If you slide your finger behind the pulmonary trunk, the finger would go behind the pulmonary trunk, behind the ascending aorta, submerge between ascending aorta and SVC. You would have the outflow vessels in front of the finger and the inflow vessels behind the finger.

31
Q

Oblique Sinus

A

if you pull the heart forward and slide your finger behidn the heart, you would be sliding up onto the left atrium, and as you contnue on the hand would pass between the left and right pulmonary veins, and you would end up in a blind ending sinus.

32
Q

Sinuatrial Node

- Fibrous skeleton

A

In cardiac cells, there is electrical communication between the cells. Whicheevr cells depolarizes fastest will dictate the rate of contractin of the heart. This is the Sinuatrial Node (SA Node) and act as a pacemaker. of the heart The only caveat is that the atrial muscle cells do not communicate with the ventricular cells. This is because there is a fibrous connective tissue called fibrous skeleton, which seperates the two. Therefore their rates are different. When it deolarizes, it hits all of the atrial cells, gets to the AV node. Once it gets to the AV node it slows down and eventually gets to the ventrical portion and then speeds up again. This occurs because we want contraction to occur at the same rate, not as the same time.

33
Q

AV Node

A

skeletal muscle. Only pathway to get electrical impulse to the AV bundle. The propagation is much slower than any other part of the pathway.

34
Q

AV Bundle (Bundle of His)

A

Bundle of His - goes from atrial septum to ventricular septum so that the two contract at a similar rate. Allows propogation from the AV node into the ventricular septum. It then splits into a left and right bundle branch. The right gives rise to the moderator band, which gives conducting fibers to the papillary muscles.

35
Q

Vagus nerve

A

cell bodies in the medulla. Parasympathetic supply. Will also have sensory fibers coming back to the heart. The postganglionic parasympathetics will have their cell bodies studded on the wall of the heart. Vagus has the cell bodies of the afferent in vagal ganglia. Sensory info here does not reach conscious levels, it is just cardiac reflexes.

36
Q

Sympathetic

A

comes from sympathetic chain ganglia.
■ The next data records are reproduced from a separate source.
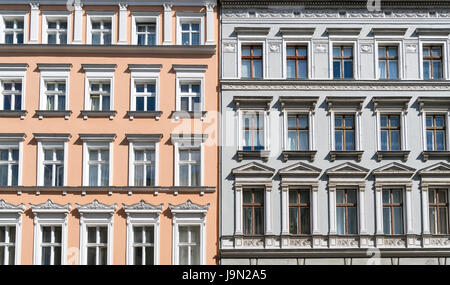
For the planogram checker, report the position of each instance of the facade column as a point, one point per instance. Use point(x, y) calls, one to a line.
point(284, 210)
point(78, 23)
point(167, 24)
point(315, 209)
point(34, 23)
point(210, 23)
point(332, 194)
point(123, 24)
point(238, 213)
Cell bodies are in thoracic spinal cord. Also has sensory fibers coming back. sensory sympathetics have their cell bodies in dorsal root ganglia. The sensory fibers in the sympathetics that go back to the spinal levels carry sensory info that will reach conscious levels. This seneory info watches the myocardium of the heart to determine if the amount of O2 supplied to the cells is sufficient. So basically they monitor ischemia.

37
Q

Coronary Sulcus

A

Also called the atrioventricular sulcus because it separates the right atrium from the right ventricle.